I do realize the benefits of the 'compression' model of ML. Sometimes you can even use compression directly, like here: https://arxiv.org/abs/cs/0312044 .
I suppose you're right that you only need a few substantively similar outputs to potentially get sued already. (depending on who's scrutinizing you).
While talking with you, it occurred to me that so far we've ignored the output set o, which is the set of all images output by -say- stable diffusion. n can then be defined as n = m ∩ o .
And we know m is much larger than n, and o is theoretically practically infinite [1] (you can generate as many unique images as you like) , so o >> m >> n . [2]
Really already at this point I think calling SD a compression algorithm might be just a little odd. It doesn't look like the goal is compression at all. Especially when the authors seem to treat n like a bug ('overfit'), and keep trying to shrink it.
That's before looking back at the "compression ratio" and "loss ratio" of this algorithm, so maybe in future I can save myself some maths. It's an interesting approach to the argument I might try more in future. (Thank you for helping me to think in this direction)
* I think in the case of the Getty lawsuit they might have a bit of a point, if the model might have been overfitted on some of their images. Though I wonder if in some cases the model merely added Getty watermarks to novel images. I'm pretty sure that will have had something to do with setting Getty off.

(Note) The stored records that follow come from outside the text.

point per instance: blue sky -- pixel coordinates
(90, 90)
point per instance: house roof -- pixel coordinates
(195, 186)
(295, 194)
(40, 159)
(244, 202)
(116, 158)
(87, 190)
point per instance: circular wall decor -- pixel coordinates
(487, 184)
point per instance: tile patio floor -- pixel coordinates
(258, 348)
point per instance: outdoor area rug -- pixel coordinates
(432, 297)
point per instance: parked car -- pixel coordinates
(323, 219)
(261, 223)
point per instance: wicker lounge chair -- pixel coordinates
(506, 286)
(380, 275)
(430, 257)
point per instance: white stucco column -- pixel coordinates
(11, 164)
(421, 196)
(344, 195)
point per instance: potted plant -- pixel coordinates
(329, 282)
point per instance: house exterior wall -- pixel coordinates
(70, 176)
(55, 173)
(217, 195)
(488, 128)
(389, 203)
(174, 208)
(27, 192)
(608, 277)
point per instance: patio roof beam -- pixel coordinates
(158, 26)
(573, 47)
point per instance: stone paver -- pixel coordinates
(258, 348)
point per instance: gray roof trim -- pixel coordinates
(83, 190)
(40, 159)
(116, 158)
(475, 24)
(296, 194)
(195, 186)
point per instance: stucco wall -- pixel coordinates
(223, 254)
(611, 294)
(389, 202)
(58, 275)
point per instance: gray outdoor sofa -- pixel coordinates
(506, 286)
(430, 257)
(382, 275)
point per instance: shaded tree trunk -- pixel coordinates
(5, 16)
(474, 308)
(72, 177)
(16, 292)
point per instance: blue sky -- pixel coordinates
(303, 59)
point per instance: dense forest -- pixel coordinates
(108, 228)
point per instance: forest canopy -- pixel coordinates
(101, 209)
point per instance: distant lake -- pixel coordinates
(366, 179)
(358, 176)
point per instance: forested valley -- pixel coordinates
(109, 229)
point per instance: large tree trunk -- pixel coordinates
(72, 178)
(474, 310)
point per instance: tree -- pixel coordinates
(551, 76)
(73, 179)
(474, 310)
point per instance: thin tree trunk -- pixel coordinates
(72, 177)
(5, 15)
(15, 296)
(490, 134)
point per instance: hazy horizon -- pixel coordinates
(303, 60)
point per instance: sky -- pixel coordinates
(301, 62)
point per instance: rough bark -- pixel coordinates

* I am deeply suspicious of the NYT case. There's a large chunk of examples where they used ChatGPT to browse their own website. This makes me wonder if the rest of the examples are only slightly more subtle. IIRC I couldn't replicate them trivially. (YMMV, we can revisit if you're really interested)
[1] However, in practice there appear to be limits to floating point precision.
I concluded that it was just completely impossible for a properly trained stable diffusion model to reproduce the works it was trained on.
The SD model easily fits on a typical USB stick, and comfortably in the memory of a modern consumer GPU.
The training corpus for SD is a pretty large chunk of image data on the internet. That absolutely does not fit in GPU memory - by several orders of magnitude.
No form of compression known to man would be able to get it that small. People smarter than me say it's mathematically not even possible.
Now for closed models, you might be able to argue something else is going on and they're sneakily not training neural nets or something. But the open models we can inspect? Definitely not.
Modern ML/AI models are doing Something Else. We can argue what that Something Else is, but it's not (normally) holding copies of all the things used to train them.